Pooling Layers
Pooling layer is another building blocks in the convolutional neural networks. Before we address the topic of the pooling layers, let’s take a look at a simple example of the convolutional neural network so as to summarize what has been done.
A Simple ConvNet Example
Suppose there is a \(39\times39\times3\) input image and then apply it to three convolution layers with following steps:
As shown in the figure above, the input layer \(a^{[0]}\) is convolved with 10 filters with size of \(3\times3\times3\), stride of 1 and without padding. The output size of the first convolution layer thus will be \(37\times37\times10\) where \(n_H^{[1]}=n_W^{[1]}=\lfloor\dfrac{39+0-3}{1}+1\rfloor=37\) and \(n_c^{[1]}=n_f=10\). Then, the output of the first convolution layer, as the input of the second convolution layer, is convolved with 20 filters with the size of \(5\times5\times10\), stride of 2 and without padding. The output size of the second convolutional layer thus will be \(17\times17\times20\) where \(n_H^{[2]}=n_W^{[2]}=\lfloor\dfrac{37+0-5}{2}+1\rfloor=17\) and \(n_c^{[2]}=n_f=20\). Then, the output of the second convolution layer, as the input of the third convolution layer, is convolved with 40 filters with the size of \(5\times5\times20\), stride of 2 and padding of 1. The output size of the third convolutional layer thus will be \(8\times8\times40\) where \(n_H^{[3]}=n_W^{[3]}=\lfloor\dfrac{17+2\times1-5}{2}+1\rfloor=8\) and \(n_c^{[3]}=n_f=40\). Then flattening all the neurons in the output of the third convolution layer and vectorize those neurons in order to form a vector with the size of \(2560\times1\) and finally apply softmax to obtain the value of \(\hat{y}\) in order to achieve the purpose of the tasks such as classification and etc.
Pooling Layers
In general, there are three types of layer in a convolutional neural network, which are convolution layer (CONV), pooling layer (POOL) and fully connected layer (FC). Typically, several convolution layers are followed by a pooling layer and a few fully connected layers are at the end of the convolutional network.
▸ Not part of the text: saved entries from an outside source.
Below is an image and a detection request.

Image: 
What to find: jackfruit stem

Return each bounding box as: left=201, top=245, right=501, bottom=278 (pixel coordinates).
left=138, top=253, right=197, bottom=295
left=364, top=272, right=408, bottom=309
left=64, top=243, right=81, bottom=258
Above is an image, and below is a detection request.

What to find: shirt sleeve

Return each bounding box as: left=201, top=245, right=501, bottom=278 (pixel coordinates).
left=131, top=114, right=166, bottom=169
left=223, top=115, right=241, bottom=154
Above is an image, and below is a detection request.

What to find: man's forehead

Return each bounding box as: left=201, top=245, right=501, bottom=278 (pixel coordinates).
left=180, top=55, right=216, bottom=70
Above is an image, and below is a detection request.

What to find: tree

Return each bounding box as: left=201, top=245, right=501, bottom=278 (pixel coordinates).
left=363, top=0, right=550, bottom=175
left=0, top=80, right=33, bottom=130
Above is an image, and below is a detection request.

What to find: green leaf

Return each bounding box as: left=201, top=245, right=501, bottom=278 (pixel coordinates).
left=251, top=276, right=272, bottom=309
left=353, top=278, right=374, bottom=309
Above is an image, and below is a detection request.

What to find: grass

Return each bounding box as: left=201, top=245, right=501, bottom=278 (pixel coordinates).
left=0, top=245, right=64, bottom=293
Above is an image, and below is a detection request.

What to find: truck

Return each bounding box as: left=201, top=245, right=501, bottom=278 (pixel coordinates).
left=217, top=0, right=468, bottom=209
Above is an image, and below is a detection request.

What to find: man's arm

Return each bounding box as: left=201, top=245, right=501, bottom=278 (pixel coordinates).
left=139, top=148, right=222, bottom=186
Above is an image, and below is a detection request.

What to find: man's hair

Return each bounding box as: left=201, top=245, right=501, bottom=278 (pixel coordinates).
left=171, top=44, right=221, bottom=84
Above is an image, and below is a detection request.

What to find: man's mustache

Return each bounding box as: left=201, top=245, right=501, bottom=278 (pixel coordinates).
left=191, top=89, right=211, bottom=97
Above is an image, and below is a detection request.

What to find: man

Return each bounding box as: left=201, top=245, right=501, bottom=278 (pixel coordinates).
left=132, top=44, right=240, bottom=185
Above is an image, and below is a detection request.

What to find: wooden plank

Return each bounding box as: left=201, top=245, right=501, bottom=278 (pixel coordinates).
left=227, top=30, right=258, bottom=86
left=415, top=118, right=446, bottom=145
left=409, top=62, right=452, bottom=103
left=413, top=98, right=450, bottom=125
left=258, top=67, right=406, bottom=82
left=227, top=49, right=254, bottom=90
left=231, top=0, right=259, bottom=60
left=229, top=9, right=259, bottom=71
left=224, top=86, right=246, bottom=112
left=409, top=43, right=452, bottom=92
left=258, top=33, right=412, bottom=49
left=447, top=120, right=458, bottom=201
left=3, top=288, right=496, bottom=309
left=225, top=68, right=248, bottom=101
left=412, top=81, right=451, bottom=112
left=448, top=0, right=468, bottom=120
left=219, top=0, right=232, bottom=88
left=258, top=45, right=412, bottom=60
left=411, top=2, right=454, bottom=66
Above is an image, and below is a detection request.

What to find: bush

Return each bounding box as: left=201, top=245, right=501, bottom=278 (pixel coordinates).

The function of pooling layer is to reduce the spatial size of the representation so as to reduce the amount of parameters and computation in the network and it operates on each feature map (channels) independently. There are two types of pooling layers, which are max pooling and average pooling. However, max pooling is the one that is commonly used while average pooling is rarely used. The reason why max pooling layers work so well in convolutional networks is that it helps the networks detect the features more efficiently after down-sampling an input representation and it helps over-fitting by providing an abstracted form of the representation.
Max Pooling
The operations of the max pooling is quite simple since there are only two hyperparameters used, which are filter size \((f)\) and stride \((s)\). Notice that we usually assume there is no padding in pooling layers, that is \(p=0\). Then we will illustrate two max pooling examples where \(f=2,s=2\) and \(f=3,s=1\) to demonstrate the process of the max pooling.
Example 1 (\(f=2,s=2\)):
Example 2 (\(f=3,s=1\)):
As shown in the figure above, it is important to realize that there is no parameters needed to learn in max pooling layer and furthermore it helps the overall network reduce the amount of parameters needed to learn, which save the computation cost of the network because the max pooling layer reduces \(n_H, n_W\) but not \(n_c\).
In summary, since there are only two hyperparameters in pooling layers, filter size \(f\) and stride \(s\), the size of the pooling layer input is \(n_H\times n_W \times n_c\) while the size of the pooling layer output is \(\lfloor \dfrac{n_H-f}{s}+1\rfloor \times \lfloor \dfrac{n_W-f}{s}+1\rfloor \times n_c\).